In summary, within the current context of deep learning, the primary challenge facing Chinese DSR systems is to develop more flexible and accurate models to address the diversity, dynamism, and complexity of dialects. To this end, not only is a high-quality dataset required to support the development and training of models but also to achieve interdisciplinary integration and innovation, including but not limited to the fields of linguistics, speech recognition, and noise processing. Furthermore, in practical applications, the generalizability of the model and its handling of non-standard or abnormal speech are equally crucial, further ensuring the system’s stability and reliability.

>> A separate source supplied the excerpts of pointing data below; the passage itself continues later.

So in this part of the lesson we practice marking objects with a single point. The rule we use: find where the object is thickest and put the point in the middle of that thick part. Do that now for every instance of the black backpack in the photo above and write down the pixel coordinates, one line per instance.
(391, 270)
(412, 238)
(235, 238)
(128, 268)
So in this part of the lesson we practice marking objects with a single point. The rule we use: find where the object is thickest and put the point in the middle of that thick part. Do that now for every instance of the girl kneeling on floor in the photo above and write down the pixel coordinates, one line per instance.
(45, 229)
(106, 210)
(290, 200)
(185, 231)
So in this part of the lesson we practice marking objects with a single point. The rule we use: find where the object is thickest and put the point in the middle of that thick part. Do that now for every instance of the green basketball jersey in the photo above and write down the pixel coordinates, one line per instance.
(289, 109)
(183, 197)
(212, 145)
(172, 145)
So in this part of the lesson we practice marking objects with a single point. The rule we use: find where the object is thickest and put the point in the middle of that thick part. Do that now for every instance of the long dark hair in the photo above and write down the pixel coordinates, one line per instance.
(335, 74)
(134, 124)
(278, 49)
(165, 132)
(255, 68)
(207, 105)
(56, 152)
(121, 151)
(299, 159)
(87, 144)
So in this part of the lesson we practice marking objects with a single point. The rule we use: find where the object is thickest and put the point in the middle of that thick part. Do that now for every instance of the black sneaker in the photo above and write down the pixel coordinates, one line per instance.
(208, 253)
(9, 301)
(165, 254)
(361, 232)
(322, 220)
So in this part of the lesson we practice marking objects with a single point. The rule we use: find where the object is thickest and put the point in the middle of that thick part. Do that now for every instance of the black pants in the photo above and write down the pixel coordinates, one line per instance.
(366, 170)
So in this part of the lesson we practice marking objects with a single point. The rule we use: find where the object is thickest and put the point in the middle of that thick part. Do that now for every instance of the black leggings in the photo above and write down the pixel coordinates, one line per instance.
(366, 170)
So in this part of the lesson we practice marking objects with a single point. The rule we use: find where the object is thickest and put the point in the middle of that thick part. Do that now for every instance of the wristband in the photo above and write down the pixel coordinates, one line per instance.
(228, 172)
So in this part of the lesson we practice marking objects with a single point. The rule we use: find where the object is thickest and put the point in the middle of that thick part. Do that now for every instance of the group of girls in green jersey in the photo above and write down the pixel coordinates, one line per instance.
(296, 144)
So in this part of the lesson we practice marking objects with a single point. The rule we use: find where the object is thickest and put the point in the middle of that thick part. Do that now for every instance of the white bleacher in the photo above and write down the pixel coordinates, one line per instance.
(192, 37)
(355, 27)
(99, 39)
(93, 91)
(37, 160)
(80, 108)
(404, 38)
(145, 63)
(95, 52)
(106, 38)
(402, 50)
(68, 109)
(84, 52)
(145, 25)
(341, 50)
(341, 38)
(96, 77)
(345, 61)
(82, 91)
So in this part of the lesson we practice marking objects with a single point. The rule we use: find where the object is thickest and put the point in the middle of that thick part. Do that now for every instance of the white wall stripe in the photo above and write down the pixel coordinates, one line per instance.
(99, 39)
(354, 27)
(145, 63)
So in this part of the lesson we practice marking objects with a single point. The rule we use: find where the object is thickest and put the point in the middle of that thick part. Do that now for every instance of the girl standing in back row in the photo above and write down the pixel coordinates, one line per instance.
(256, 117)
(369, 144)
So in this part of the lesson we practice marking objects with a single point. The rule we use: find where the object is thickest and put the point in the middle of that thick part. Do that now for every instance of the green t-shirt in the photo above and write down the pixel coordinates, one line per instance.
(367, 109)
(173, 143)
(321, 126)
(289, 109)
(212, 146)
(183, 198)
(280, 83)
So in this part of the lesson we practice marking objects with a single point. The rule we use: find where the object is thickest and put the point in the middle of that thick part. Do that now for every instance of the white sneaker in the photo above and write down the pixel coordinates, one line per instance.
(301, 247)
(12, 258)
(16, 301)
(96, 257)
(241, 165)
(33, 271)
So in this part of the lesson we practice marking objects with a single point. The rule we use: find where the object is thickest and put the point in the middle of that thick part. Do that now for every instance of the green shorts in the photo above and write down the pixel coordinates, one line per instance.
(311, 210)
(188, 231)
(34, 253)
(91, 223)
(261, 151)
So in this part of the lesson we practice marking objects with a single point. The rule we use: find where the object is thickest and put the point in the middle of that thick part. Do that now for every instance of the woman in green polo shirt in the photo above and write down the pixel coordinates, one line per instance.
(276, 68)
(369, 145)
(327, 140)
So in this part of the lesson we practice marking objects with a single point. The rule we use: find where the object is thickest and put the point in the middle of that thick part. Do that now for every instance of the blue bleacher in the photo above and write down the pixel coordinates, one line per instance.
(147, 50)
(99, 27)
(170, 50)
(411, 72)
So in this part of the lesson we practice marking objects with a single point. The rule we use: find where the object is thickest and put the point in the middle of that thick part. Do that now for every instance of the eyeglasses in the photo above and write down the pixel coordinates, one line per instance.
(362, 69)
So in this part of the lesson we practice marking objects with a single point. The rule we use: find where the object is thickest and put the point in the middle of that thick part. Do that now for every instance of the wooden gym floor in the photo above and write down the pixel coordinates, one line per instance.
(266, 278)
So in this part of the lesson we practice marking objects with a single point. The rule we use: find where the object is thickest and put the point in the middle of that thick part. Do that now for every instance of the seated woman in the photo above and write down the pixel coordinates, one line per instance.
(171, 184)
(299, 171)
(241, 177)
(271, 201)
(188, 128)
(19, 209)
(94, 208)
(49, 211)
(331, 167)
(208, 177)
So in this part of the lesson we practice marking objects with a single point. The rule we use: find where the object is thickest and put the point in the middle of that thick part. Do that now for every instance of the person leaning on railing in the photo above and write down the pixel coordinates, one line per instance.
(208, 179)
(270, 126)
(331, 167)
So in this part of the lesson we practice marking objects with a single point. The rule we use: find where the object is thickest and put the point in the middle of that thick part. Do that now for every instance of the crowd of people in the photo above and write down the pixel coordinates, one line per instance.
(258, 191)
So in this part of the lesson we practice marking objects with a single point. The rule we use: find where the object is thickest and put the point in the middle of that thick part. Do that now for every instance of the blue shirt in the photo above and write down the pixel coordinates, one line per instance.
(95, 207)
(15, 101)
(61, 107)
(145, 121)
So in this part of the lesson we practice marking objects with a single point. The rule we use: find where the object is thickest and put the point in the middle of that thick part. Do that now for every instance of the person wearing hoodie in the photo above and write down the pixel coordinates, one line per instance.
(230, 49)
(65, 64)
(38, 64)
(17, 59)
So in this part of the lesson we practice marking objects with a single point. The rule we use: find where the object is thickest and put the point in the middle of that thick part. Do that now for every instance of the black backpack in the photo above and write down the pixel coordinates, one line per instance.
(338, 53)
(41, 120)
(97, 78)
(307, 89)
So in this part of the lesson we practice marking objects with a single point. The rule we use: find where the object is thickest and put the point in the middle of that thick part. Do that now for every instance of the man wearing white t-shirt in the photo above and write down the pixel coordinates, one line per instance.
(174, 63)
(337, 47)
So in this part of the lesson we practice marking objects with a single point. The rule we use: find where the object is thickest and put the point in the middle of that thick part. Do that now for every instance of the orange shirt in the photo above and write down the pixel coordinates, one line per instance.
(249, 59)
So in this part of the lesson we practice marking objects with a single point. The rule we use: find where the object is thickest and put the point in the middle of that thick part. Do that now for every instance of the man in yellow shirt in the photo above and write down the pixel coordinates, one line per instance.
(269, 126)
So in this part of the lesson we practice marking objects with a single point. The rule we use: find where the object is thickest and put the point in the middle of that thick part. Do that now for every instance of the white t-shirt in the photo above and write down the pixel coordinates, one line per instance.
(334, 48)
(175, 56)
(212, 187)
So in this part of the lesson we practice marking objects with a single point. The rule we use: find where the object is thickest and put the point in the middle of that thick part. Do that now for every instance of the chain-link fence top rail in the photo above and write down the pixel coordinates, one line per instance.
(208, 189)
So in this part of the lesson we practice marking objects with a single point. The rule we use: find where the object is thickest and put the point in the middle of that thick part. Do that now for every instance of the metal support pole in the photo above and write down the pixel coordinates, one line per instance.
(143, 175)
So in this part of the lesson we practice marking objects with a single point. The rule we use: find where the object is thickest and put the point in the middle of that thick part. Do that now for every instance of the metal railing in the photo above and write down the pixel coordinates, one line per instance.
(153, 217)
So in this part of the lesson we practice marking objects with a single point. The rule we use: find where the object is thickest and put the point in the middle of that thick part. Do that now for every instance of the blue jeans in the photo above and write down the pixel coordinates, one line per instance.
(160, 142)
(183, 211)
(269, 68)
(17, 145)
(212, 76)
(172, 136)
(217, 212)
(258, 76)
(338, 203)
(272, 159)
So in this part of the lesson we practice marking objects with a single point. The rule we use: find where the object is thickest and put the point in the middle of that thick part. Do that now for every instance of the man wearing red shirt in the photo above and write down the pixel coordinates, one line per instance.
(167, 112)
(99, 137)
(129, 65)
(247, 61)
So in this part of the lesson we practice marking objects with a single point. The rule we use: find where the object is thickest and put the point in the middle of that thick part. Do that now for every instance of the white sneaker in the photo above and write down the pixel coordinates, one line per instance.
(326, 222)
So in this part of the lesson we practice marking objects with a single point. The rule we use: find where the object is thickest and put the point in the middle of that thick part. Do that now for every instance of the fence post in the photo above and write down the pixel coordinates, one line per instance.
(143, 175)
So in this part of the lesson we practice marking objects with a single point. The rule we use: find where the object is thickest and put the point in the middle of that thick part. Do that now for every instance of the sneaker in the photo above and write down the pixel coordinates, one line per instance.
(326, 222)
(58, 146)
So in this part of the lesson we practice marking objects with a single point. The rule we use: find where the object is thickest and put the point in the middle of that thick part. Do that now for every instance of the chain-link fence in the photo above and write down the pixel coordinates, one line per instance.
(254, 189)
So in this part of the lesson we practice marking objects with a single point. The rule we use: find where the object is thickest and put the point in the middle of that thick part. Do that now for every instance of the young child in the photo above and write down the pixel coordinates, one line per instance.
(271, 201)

6 Application of Chinese DSR

Dialect is an indispensable part of the regional culture (Hu et al. 2022), which carries the life wisdom and cultural genes of the people in the region, such as the characteristics of language emotional expression, way of thinking, and values. As the carrier of communication, dialects help people deeply understand the region’s cultural characteristics and historical heritage, which is conducive to promoting cultural diversity and cross-cultural understanding. Nowadays, Chinese DSR is widely used in many aspects. There are various application fields for a particular use. For example, healthcare, voice assistant, and so on. Figure 9 represents the related technologies and Chinese DSR applications.

Fig. 9
figure 9

The related technologies and application fields of Chinese DSR.

With the increasing popularity of various high-performance recorders and microphones, dialect audio information in daily life can be quickly recorded and saved. At the same time, using cloud computing, artificial intelligence, and other technologies, the development of corresponding DSR applications or related services can provide personalized dialect speech services for all walks of life. The DSR applications will not only satisfy people’s inner needs for the enjoyment of life and culture but also further promote economic development and social prosperity. The combination of dialects and artificial intelligence (AI) technology is significant for preserving and inheriting dialect culture, especially endangered dialects and key regional dialects. Therefore, we should actively use AI and other technical means to protect, promote and optimize dialect culture so that more people can understand and feel the charm of regional culture.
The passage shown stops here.